Candice Christiansen, LCMHC is an Autistic-ADHD Autism Expert who provides Neuro-Affirmative Consultation and Training to Medical and Mental Health Providers, Universities, Treatment Centers, and Organizations. Candice is passionate about ensuring that Autistic humans receive ethical, neuro-inclusive medical and mental health support in treatment settings that address mental health, substance abuse, sex and intimacy issues.

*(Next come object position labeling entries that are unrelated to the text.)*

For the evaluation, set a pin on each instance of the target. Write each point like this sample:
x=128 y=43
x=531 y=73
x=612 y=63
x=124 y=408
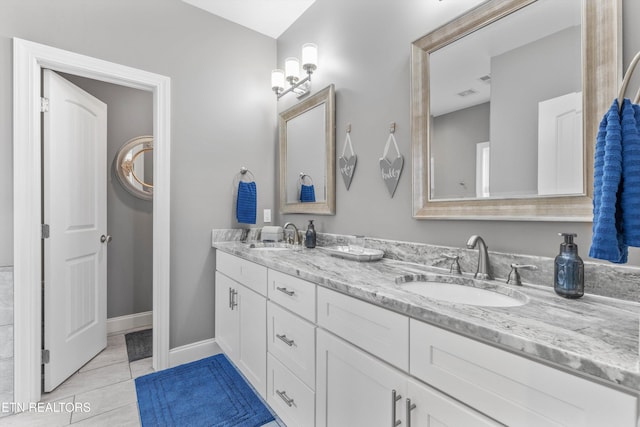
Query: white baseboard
x=131 y=321
x=191 y=352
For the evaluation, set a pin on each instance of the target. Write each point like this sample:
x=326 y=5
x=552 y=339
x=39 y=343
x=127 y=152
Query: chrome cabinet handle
x=394 y=399
x=410 y=407
x=283 y=395
x=286 y=291
x=234 y=301
x=286 y=340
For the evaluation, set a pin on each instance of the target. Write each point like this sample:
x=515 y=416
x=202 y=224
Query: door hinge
x=45 y=231
x=45 y=356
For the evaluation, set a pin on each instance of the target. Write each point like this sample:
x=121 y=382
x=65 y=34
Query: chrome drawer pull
x=283 y=396
x=394 y=399
x=286 y=291
x=286 y=340
x=234 y=301
x=410 y=407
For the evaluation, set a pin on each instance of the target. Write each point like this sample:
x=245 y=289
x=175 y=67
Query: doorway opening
x=29 y=60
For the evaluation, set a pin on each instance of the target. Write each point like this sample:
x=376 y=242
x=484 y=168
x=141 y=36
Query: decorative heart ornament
x=347 y=165
x=391 y=170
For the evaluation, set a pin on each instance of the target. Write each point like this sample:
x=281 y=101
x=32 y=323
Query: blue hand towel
x=307 y=193
x=630 y=198
x=606 y=241
x=246 y=202
x=616 y=201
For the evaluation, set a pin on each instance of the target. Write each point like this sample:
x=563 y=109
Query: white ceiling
x=269 y=17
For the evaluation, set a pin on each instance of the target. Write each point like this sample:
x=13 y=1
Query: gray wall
x=520 y=79
x=457 y=135
x=129 y=219
x=365 y=52
x=223 y=117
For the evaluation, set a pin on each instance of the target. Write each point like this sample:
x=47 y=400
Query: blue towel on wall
x=307 y=193
x=616 y=196
x=246 y=202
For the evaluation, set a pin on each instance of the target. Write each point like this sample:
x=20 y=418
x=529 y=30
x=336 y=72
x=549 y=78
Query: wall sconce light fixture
x=291 y=73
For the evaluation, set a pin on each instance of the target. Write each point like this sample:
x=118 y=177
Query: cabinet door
x=355 y=389
x=252 y=352
x=433 y=408
x=226 y=316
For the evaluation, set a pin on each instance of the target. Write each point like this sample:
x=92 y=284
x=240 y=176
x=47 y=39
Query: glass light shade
x=309 y=56
x=277 y=80
x=292 y=68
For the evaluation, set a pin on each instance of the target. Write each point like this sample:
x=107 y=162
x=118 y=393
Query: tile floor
x=105 y=385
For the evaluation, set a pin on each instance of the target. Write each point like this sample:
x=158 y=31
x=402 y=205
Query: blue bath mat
x=208 y=392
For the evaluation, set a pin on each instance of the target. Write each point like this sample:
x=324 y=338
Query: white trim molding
x=29 y=59
x=192 y=352
x=130 y=321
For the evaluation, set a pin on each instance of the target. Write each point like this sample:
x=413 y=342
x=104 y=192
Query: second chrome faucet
x=484 y=267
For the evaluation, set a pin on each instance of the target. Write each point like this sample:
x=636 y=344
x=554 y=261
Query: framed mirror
x=506 y=102
x=307 y=155
x=134 y=167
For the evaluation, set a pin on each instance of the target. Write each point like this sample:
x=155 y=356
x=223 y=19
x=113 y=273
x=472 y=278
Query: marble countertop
x=593 y=335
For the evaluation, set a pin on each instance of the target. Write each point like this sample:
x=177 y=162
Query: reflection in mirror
x=134 y=167
x=307 y=155
x=506 y=101
x=507 y=111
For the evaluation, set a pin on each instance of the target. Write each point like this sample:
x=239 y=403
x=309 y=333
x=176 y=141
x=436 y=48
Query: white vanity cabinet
x=358 y=388
x=291 y=344
x=512 y=389
x=241 y=313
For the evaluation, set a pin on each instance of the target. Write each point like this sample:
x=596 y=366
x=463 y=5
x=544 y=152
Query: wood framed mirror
x=477 y=195
x=307 y=155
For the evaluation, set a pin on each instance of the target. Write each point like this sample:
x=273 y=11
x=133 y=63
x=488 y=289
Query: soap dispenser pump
x=310 y=236
x=568 y=274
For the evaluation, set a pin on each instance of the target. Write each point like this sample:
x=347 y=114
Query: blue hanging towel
x=246 y=202
x=630 y=198
x=616 y=196
x=307 y=193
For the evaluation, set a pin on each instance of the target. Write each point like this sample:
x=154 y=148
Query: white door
x=354 y=389
x=74 y=207
x=560 y=154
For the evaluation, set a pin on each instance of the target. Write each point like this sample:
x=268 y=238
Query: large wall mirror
x=506 y=102
x=307 y=155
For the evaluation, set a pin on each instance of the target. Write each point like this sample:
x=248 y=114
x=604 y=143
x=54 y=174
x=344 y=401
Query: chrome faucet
x=484 y=267
x=296 y=237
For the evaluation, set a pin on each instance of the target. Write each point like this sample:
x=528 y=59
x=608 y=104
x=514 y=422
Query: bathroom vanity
x=332 y=342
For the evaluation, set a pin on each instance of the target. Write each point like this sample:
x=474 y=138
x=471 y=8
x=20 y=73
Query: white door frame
x=28 y=60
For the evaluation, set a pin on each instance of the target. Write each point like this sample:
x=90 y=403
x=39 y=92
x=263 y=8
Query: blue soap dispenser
x=310 y=235
x=568 y=272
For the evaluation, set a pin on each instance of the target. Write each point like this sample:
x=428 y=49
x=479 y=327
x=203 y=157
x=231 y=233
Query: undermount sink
x=463 y=291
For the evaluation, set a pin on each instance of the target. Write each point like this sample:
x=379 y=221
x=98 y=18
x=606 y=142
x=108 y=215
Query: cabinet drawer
x=293 y=293
x=512 y=389
x=293 y=401
x=250 y=274
x=292 y=341
x=379 y=331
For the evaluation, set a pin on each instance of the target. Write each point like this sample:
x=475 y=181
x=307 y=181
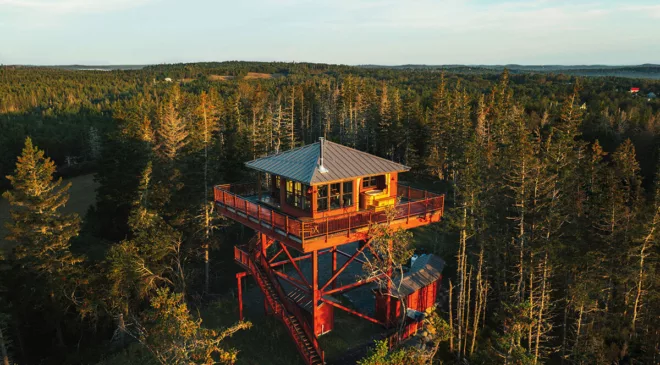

Candice is also well known for teaching medical and mental health providers about designing Neuro-Sensitive Settings that Support Autistic Adults mindsets in healing from trauma via Compassionate Ketamine Assisted Psychotherapy (KAP).

 
As an Autistic person diagnosed in my mid-40s, I often feel completely overwhelmed in a world that is too much, too bright, too loud. It feels like electricity coursing through me. This, along with absorbing everyone’s energy can make it difficult for me, like so many Autistic people to trust my intuition. This is especially problematic since I, like so many Autistic individuals are actually highly intuitive especially when we are emotionally regulated.
— Candice


In 2023, Candice Christiansen co-authored a chapter introducing her Neuro-Inclusive Approach to IFS in the Amazon best seller Altogether Us!

The importance of the “setting” is often discussed as an integral part in entheogenic (e.g., psychedelic assisted) therapy. However, for Autistic adults, it is rare that therapists and medical providers take into consideration their office settings to ensure that from the outset, their client feels safe, comfortable, and sensory soothed. After all, creating a sensory soothing setting is foundational for an Autistic person to heal.

Many Autistic adults have had traumatic experiences with providers as a result of implicit biases, assumptions about what Autism looks like, mis-use of terms surrounding Autism, and microaggressions.

In their chapter, Candice and her colleague Meg Martinez-Dettamanti, LCMHC discuss the importance of creating safety via tending to Autistic (and other Neurodifferent) adults neuro-sensory needs at the beginning of therapy and throughout each session, along with providers being attuned to their own internal systems in order to compassionately recognize microaggressions and address them in a sensitive manner. Candice and Meg also offer tips for how to use their specific neuro-inclusive mapping technique as well as other neuro-inclusive techniques for supporting their Autistic client’s internal system in feeling safe to heal.